Banda Aceh, – Wakil Bupati Aceh Besar, Drs. Syukri A. Jalil, menghadiri Lokakarya Komitmen untuk Gizi yang digelar di Ruang Rapat Serbaguna Kantor Gubernur Aceh, Banda Aceh, Kamis (24/7/2025).
Kegiatan ini menjadi forum strategis dalam memperkuat sinergi lintas sektor dalam upaya percepatan penurunan angka stunting di Provinsi Aceh, termasuk di Kabupaten Aceh Besar.
Pada Kesempatan itu, Wabup Syukri menekankan bahwa penanggulangan stunting tidak cukup hanya mengandalkan kecerdasan teknis atau program formal semata. Menurutnya, isu ini membutuhkan kepedulian mendalam, keteladanan, serta tindakan nyata dari seluruh elemen masyarakat.
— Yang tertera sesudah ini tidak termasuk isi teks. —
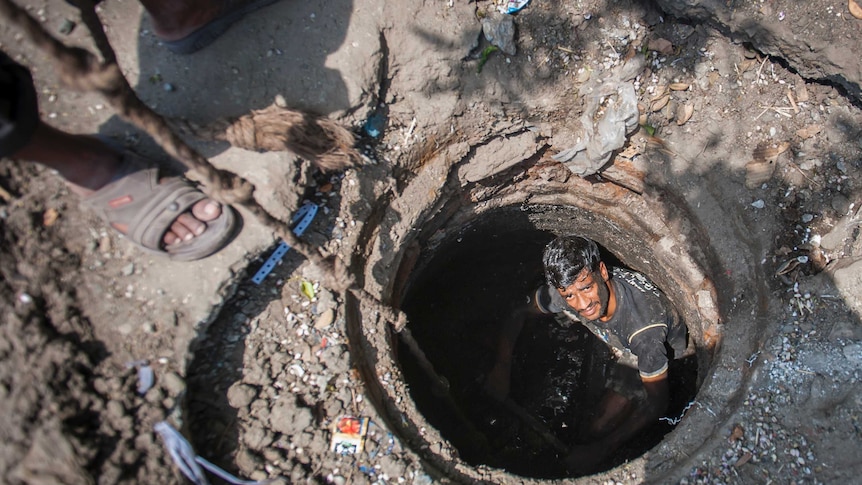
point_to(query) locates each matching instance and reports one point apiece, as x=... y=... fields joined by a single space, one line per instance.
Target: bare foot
x=176 y=19
x=88 y=164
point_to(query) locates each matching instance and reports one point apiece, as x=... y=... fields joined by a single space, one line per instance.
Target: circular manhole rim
x=449 y=203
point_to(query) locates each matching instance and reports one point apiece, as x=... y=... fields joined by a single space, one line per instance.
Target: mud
x=255 y=375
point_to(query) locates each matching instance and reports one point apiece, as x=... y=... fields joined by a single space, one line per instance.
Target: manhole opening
x=458 y=294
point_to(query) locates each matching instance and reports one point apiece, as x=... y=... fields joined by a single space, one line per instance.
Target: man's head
x=573 y=266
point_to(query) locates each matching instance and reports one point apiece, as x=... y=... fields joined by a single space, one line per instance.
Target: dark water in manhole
x=456 y=304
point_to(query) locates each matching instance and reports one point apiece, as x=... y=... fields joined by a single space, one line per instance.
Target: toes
x=193 y=223
x=206 y=210
x=170 y=238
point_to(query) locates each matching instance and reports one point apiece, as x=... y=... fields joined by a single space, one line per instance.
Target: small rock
x=173 y=383
x=499 y=30
x=325 y=319
x=240 y=395
x=853 y=353
x=115 y=409
x=67 y=27
x=841 y=204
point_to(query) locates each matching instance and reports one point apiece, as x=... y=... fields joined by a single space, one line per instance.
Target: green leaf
x=307 y=289
x=486 y=53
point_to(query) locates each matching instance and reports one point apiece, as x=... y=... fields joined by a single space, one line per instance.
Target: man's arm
x=648 y=413
x=584 y=458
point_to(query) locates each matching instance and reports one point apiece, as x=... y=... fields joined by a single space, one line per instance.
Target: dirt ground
x=767 y=162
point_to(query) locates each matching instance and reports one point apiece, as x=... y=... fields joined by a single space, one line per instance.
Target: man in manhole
x=626 y=311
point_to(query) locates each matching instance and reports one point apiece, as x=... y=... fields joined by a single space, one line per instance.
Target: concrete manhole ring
x=652 y=234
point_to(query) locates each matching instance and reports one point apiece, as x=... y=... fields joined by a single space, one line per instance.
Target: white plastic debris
x=146 y=378
x=189 y=463
x=513 y=6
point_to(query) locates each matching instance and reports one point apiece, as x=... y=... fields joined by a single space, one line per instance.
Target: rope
x=81 y=70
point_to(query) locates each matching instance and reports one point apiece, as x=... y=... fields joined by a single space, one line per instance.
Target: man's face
x=589 y=294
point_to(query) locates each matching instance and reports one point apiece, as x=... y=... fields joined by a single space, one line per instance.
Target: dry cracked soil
x=765 y=160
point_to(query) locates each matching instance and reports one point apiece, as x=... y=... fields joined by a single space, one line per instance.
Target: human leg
x=89 y=166
x=186 y=26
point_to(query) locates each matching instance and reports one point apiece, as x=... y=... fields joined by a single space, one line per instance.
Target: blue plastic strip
x=304 y=215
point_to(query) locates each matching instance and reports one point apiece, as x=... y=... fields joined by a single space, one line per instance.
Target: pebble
x=173 y=383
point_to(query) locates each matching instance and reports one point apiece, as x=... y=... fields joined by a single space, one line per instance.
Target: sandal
x=137 y=200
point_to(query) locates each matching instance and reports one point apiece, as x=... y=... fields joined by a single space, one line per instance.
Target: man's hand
x=498 y=380
x=584 y=459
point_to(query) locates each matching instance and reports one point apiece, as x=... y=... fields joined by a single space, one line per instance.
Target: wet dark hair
x=566 y=257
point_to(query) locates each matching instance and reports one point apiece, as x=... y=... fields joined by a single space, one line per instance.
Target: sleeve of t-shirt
x=549 y=300
x=648 y=344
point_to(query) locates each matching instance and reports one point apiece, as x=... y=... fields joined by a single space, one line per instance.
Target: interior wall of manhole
x=646 y=234
x=457 y=299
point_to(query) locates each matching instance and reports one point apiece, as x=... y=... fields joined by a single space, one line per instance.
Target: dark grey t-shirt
x=644 y=321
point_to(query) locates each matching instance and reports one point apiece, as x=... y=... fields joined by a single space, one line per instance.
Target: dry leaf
x=737 y=434
x=50 y=217
x=769 y=152
x=663 y=46
x=808 y=131
x=683 y=113
x=660 y=91
x=660 y=103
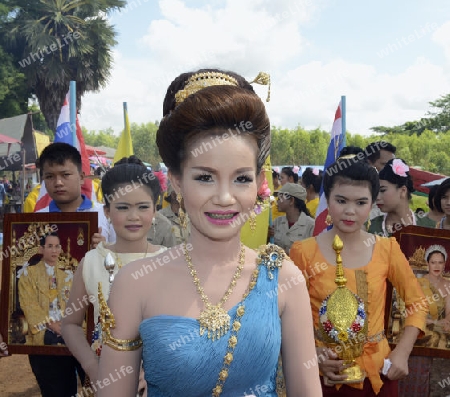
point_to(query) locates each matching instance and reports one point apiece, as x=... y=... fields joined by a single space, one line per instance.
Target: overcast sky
x=390 y=58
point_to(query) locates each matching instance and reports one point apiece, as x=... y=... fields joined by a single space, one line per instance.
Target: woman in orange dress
x=369 y=261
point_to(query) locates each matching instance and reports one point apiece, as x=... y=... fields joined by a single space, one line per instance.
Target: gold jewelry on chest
x=214 y=318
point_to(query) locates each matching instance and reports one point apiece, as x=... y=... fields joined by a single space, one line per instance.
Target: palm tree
x=56 y=41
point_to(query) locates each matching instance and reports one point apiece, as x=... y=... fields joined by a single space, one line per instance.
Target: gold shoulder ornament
x=271 y=256
x=108 y=321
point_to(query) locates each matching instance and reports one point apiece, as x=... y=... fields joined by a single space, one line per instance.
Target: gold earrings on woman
x=181 y=213
x=252 y=221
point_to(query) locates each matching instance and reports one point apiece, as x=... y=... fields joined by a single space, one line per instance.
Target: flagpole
x=344 y=119
x=125 y=111
x=73 y=109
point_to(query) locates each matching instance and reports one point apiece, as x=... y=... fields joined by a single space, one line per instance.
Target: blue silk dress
x=180 y=362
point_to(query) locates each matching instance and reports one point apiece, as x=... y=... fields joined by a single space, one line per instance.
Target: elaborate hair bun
x=435 y=248
x=227 y=103
x=396 y=171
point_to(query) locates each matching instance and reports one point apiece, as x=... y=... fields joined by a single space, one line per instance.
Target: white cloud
x=253 y=35
x=441 y=36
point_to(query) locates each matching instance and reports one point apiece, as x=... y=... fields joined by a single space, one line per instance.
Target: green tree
x=100 y=138
x=440 y=117
x=144 y=142
x=56 y=41
x=13 y=89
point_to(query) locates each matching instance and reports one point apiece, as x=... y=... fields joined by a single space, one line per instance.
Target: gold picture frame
x=414 y=241
x=21 y=242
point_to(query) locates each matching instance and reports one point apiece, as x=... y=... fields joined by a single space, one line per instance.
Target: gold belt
x=376 y=338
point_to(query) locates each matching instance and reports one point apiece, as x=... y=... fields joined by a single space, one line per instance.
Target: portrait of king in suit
x=43 y=294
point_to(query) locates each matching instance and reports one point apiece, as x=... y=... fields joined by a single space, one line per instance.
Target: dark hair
x=301 y=206
x=127 y=171
x=440 y=193
x=288 y=171
x=348 y=150
x=59 y=153
x=210 y=111
x=43 y=239
x=373 y=150
x=435 y=252
x=353 y=173
x=388 y=174
x=309 y=179
x=431 y=195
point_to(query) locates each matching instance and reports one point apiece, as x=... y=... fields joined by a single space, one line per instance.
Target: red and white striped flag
x=337 y=142
x=64 y=134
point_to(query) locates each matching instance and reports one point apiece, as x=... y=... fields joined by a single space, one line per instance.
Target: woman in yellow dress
x=369 y=262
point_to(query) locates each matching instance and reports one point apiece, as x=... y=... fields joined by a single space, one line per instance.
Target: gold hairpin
x=347 y=156
x=263 y=78
x=199 y=81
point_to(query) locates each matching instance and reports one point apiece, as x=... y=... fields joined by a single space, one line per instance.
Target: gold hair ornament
x=108 y=321
x=263 y=78
x=202 y=80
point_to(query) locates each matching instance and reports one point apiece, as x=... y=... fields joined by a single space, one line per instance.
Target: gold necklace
x=214 y=318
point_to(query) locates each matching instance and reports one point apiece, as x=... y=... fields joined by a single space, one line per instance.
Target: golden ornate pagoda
x=343 y=323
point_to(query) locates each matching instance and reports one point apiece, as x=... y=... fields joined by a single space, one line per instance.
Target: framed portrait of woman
x=427 y=251
x=40 y=254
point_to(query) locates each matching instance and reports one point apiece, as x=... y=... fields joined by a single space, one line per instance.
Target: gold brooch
x=271 y=256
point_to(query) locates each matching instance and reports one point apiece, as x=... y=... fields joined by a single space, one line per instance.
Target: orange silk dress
x=387 y=263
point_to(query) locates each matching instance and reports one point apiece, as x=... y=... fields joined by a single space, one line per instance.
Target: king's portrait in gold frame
x=40 y=255
x=427 y=251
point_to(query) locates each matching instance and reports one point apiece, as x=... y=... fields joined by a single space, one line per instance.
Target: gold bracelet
x=123 y=344
x=108 y=321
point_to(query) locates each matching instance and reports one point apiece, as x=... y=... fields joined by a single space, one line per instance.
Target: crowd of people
x=211 y=318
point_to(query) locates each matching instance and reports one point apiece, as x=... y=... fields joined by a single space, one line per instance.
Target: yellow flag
x=125 y=147
x=254 y=239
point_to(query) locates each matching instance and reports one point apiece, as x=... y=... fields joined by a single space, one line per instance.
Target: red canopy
x=420 y=177
x=8 y=139
x=92 y=151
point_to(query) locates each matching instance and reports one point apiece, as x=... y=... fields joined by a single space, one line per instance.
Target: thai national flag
x=64 y=134
x=337 y=142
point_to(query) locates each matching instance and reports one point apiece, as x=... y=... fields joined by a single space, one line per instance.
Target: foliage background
x=429 y=150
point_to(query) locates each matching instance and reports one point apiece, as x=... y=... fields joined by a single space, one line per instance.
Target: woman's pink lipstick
x=221 y=218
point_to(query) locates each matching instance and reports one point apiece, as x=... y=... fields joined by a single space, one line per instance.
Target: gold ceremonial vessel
x=343 y=322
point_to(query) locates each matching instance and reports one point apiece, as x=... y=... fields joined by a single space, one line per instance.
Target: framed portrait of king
x=427 y=251
x=40 y=254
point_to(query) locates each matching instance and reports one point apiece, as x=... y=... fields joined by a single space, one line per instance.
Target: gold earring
x=252 y=221
x=181 y=213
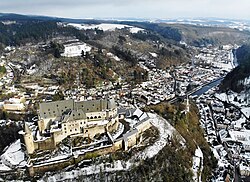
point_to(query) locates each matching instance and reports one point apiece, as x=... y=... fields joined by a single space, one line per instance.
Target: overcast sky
x=237 y=9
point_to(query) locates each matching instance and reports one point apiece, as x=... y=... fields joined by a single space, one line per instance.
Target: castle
x=70 y=120
x=60 y=119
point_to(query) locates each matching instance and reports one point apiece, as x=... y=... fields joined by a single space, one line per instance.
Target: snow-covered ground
x=165 y=131
x=197 y=164
x=13 y=156
x=102 y=26
x=109 y=54
x=105 y=27
x=72 y=50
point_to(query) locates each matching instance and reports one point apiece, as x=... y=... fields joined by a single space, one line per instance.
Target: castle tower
x=28 y=139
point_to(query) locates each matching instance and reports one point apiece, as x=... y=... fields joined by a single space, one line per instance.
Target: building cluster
x=225 y=119
x=75 y=129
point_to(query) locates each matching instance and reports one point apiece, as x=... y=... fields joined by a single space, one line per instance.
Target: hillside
x=204 y=35
x=237 y=80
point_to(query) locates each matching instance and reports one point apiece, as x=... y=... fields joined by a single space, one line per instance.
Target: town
x=208 y=65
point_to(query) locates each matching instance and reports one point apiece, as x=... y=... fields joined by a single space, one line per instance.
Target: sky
x=160 y=9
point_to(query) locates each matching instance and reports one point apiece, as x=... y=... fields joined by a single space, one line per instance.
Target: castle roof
x=27 y=129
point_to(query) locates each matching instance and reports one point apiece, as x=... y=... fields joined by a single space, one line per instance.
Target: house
x=60 y=119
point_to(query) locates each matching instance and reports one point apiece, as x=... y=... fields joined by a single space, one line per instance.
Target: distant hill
x=192 y=34
x=236 y=80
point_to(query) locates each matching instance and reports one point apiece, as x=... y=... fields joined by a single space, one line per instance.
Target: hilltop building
x=60 y=119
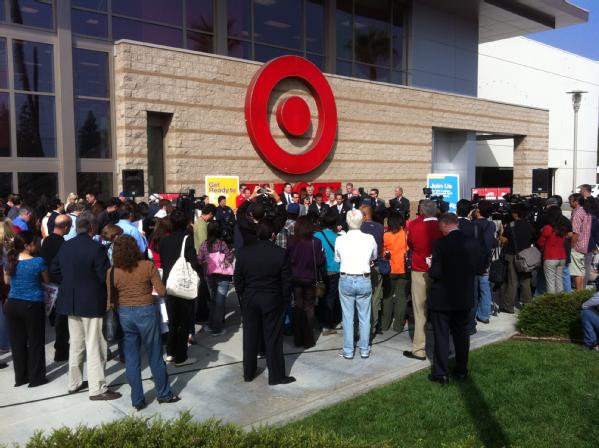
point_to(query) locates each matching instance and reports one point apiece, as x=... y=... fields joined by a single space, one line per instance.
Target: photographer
x=264 y=203
x=519 y=234
x=484 y=233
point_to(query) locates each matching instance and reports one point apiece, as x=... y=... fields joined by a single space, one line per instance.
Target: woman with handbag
x=552 y=243
x=25 y=311
x=395 y=299
x=129 y=283
x=179 y=244
x=307 y=258
x=217 y=256
x=516 y=237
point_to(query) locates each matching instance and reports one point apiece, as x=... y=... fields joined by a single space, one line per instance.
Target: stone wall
x=384 y=134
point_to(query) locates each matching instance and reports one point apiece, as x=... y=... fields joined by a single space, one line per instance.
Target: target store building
x=379 y=93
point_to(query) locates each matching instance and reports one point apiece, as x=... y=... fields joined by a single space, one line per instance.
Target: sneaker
x=216 y=334
x=344 y=356
x=187 y=362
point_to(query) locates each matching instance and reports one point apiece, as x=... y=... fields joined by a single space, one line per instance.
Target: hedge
x=553 y=315
x=185 y=432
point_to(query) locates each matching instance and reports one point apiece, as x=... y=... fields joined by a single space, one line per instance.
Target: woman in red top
x=552 y=243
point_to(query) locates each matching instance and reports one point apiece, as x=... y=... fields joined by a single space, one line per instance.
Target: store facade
x=80 y=101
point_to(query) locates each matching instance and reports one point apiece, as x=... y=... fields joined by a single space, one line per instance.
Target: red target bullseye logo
x=293 y=114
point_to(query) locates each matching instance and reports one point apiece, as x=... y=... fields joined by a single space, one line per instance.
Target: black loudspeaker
x=133 y=183
x=540 y=180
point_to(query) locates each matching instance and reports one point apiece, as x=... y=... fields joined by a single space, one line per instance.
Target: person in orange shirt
x=395 y=298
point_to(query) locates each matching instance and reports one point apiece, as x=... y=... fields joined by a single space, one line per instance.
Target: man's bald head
x=62 y=225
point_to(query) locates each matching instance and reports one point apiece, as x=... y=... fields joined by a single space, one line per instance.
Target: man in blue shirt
x=126 y=217
x=332 y=307
x=377 y=231
x=21 y=221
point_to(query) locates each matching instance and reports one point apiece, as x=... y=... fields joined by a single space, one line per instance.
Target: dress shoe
x=173 y=399
x=84 y=385
x=284 y=380
x=442 y=380
x=409 y=354
x=140 y=406
x=38 y=383
x=108 y=395
x=187 y=362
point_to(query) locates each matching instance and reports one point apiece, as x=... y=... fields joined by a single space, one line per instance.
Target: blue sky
x=580 y=39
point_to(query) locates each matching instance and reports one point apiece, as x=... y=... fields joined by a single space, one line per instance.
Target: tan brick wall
x=384 y=134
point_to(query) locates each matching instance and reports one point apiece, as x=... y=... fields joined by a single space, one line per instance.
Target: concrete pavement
x=214 y=386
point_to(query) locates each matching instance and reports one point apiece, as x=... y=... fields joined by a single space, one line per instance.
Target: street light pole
x=576 y=100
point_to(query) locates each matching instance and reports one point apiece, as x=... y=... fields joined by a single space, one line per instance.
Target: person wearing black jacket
x=253 y=211
x=50 y=247
x=80 y=266
x=399 y=204
x=452 y=271
x=180 y=311
x=263 y=281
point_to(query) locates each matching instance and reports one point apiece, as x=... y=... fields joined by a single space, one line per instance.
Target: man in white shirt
x=355 y=251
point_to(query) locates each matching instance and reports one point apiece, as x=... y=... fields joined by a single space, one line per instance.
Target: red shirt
x=421 y=235
x=551 y=244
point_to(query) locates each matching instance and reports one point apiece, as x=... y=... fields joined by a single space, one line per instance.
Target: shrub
x=553 y=315
x=185 y=432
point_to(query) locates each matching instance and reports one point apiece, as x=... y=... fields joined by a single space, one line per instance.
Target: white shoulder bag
x=183 y=281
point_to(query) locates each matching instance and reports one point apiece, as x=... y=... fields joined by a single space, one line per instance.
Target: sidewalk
x=214 y=386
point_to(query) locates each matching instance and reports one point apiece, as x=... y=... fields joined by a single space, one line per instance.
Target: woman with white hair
x=355 y=251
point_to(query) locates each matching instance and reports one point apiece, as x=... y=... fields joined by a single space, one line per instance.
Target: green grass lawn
x=519 y=394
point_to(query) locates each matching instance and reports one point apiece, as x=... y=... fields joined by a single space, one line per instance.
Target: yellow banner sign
x=227 y=186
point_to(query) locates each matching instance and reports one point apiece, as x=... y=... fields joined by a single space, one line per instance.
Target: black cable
x=192 y=371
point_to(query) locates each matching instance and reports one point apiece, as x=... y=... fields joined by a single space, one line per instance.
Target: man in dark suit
x=451 y=299
x=340 y=209
x=399 y=204
x=81 y=265
x=287 y=195
x=318 y=206
x=263 y=282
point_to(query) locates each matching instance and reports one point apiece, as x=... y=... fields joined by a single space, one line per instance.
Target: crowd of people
x=302 y=263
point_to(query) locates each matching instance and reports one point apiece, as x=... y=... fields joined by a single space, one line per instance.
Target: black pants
x=180 y=318
x=61 y=343
x=304 y=294
x=458 y=323
x=260 y=317
x=26 y=326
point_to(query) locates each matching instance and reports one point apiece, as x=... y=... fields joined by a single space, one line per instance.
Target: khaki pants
x=420 y=289
x=87 y=339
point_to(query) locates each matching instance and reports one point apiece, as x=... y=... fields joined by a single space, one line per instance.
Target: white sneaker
x=187 y=362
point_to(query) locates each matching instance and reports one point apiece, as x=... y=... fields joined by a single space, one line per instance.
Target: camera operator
x=484 y=233
x=399 y=204
x=518 y=234
x=224 y=214
x=264 y=203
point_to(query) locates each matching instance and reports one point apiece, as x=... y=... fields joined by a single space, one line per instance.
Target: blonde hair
x=354 y=219
x=6 y=232
x=71 y=198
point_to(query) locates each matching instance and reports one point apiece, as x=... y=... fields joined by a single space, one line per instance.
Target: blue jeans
x=218 y=285
x=590 y=327
x=141 y=325
x=483 y=289
x=567 y=279
x=355 y=291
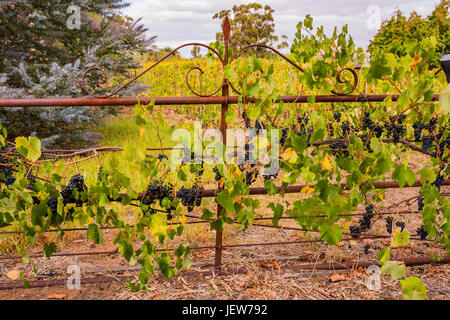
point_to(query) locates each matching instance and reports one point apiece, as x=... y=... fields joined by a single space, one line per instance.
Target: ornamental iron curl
x=224 y=61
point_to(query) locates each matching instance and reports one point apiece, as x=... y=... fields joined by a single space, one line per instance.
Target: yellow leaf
x=141 y=132
x=307 y=190
x=13 y=274
x=326 y=165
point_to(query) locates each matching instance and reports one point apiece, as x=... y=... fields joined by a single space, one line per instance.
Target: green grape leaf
x=396 y=269
x=413 y=289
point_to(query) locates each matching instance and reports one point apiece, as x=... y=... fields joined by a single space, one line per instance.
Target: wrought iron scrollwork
x=223 y=60
x=343 y=80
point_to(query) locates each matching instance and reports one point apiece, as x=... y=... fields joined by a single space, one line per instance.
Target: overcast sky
x=179 y=21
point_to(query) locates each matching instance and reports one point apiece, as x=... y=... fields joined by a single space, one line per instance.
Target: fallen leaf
x=338 y=277
x=56 y=296
x=13 y=274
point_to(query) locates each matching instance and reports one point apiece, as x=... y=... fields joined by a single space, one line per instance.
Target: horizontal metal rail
x=127 y=101
x=255 y=244
x=415 y=261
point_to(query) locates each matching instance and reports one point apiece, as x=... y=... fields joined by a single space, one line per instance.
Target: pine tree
x=43 y=56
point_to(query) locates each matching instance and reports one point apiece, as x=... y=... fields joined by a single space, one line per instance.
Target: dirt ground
x=264 y=275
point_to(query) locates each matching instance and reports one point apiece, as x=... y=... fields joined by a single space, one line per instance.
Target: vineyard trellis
x=225 y=100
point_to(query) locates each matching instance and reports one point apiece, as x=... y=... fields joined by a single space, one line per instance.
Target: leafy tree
x=157 y=54
x=396 y=32
x=195 y=52
x=250 y=23
x=42 y=56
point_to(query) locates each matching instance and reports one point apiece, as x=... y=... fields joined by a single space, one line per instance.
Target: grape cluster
x=76 y=185
x=355 y=231
x=422 y=233
x=284 y=135
x=366 y=222
x=367 y=122
x=418 y=127
x=157 y=190
x=339 y=148
x=389 y=221
x=251 y=176
x=99 y=173
x=259 y=125
x=337 y=116
x=437 y=182
x=246 y=119
x=53 y=205
x=270 y=173
x=191 y=197
x=345 y=127
x=427 y=142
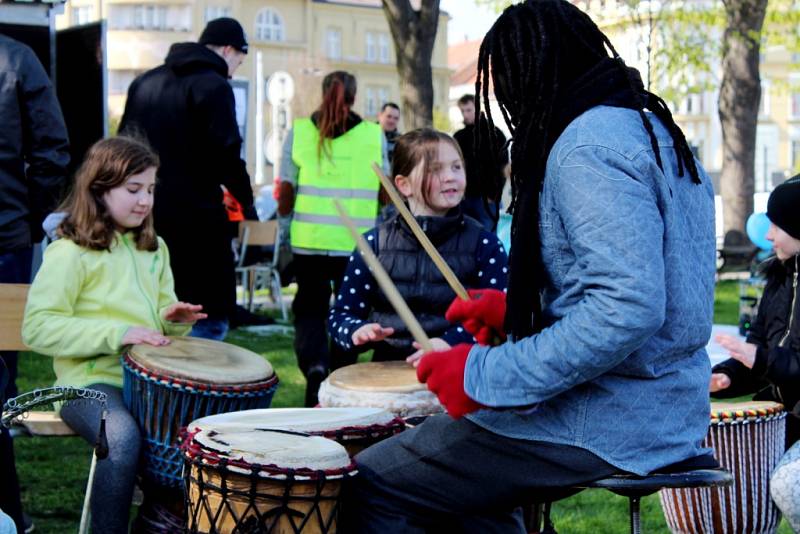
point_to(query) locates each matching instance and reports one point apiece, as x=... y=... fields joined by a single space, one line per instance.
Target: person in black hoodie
x=326 y=156
x=186 y=110
x=768 y=362
x=34 y=157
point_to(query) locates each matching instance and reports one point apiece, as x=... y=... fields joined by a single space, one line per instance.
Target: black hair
x=466 y=99
x=533 y=53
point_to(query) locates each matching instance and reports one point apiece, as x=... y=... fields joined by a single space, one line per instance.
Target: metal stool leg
x=635 y=519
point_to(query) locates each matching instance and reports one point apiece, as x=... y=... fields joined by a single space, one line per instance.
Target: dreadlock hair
x=338 y=95
x=533 y=53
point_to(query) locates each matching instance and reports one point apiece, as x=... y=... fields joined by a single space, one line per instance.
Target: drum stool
x=634 y=487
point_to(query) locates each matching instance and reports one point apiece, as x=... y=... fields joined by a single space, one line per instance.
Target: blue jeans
x=15 y=268
x=215 y=329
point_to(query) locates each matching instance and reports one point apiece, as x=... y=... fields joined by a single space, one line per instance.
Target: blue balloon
x=757 y=227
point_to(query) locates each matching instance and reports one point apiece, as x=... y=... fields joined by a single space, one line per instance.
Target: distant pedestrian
x=186 y=110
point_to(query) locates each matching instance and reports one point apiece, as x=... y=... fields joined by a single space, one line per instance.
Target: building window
x=119 y=80
x=149 y=17
x=372 y=51
x=81 y=15
x=383 y=48
x=269 y=25
x=794 y=111
x=371 y=109
x=333 y=43
x=763 y=105
x=215 y=12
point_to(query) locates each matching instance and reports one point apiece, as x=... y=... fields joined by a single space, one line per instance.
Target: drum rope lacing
x=162 y=406
x=749 y=443
x=253 y=518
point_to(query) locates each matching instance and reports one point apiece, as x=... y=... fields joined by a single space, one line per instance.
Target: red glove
x=483 y=315
x=443 y=372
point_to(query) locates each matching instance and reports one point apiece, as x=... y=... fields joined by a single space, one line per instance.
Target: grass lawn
x=53 y=471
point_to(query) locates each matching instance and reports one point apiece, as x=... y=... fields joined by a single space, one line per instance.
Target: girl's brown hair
x=338 y=95
x=421 y=145
x=108 y=164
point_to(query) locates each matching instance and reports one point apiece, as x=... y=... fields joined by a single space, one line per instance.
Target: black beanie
x=224 y=31
x=783 y=206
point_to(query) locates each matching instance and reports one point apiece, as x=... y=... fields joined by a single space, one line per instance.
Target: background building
x=306 y=38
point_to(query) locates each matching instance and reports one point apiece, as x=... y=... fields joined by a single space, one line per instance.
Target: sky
x=467 y=19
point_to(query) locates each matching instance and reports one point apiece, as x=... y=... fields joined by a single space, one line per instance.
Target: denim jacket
x=629 y=254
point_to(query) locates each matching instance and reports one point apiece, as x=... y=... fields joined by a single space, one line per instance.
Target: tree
x=739 y=99
x=684 y=59
x=414 y=33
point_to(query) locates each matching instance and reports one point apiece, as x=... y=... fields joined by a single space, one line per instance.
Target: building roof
x=463 y=59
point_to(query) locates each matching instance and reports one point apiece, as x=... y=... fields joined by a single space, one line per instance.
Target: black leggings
x=114 y=476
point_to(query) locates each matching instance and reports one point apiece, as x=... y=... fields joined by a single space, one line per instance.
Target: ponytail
x=338 y=95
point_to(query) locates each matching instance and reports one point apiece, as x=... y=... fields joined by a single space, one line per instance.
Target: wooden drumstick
x=445 y=269
x=385 y=283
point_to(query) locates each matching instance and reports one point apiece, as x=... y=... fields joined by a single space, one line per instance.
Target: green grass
x=53 y=471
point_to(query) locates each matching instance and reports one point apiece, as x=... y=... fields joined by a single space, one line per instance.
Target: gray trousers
x=453 y=476
x=114 y=476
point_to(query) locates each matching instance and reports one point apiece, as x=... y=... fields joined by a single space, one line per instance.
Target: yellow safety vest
x=342 y=170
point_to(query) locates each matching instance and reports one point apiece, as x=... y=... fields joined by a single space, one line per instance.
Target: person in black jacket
x=34 y=155
x=485 y=166
x=768 y=362
x=185 y=108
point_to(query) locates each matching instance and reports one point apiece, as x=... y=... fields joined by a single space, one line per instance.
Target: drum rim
x=134 y=367
x=746 y=413
x=196 y=454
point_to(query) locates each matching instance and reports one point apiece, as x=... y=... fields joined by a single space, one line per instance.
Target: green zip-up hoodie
x=83 y=301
Ia mengajak semua pihak, khususnya keluarga, untuk memulai pencegahan stunting dari hal paling sederhana, yakni dari piring makan anak.
“Banyak orang salah kaprah menganggap stunting hanya disebabkan oleh masalah selama masa kehamilan. Padahal, justru banyak kasus stunting terjadi ketika anak memasuki usia satu hingga dua tahun, saat mereka mulai mengonsumsi makanan pendamping ASI,” jelasnya.
Ia menegaskan bahwa keluarga memiliki peran sentral dalam pencegahan stunting. “Anak bukan beban, tapi amanah dan aset yang tak ternilai. Orang tua harus kembali pada fitrahnya sebagai pelindung dan pendidik utama.
Mulailah dengan memberi anak makanan yang sehat, bergizi, dan sesuai kebutuhan usianya,” ujar Syukri dengan penuh penekanan.
Sementara itu, Kepala Biro Kesejahteraan Rakyat Setda Aceh, Dr. Drs. Yusrizal, M.Si., dalam sambutannya menyampaikan bahwa berdasarkan data Survei Status Gizi Indonesia (SSGI) tahun 2024, Aceh masih menempati posisi lima besar nasional dalam hal prevalensi stunting tertinggi.
Menurutnya, hal ini menjadi tantangan serius yang harus ditangani secara kolaboratif dan menyeluruh, tidak bisa dilakukan secara sektoral atau terpisah-pisah.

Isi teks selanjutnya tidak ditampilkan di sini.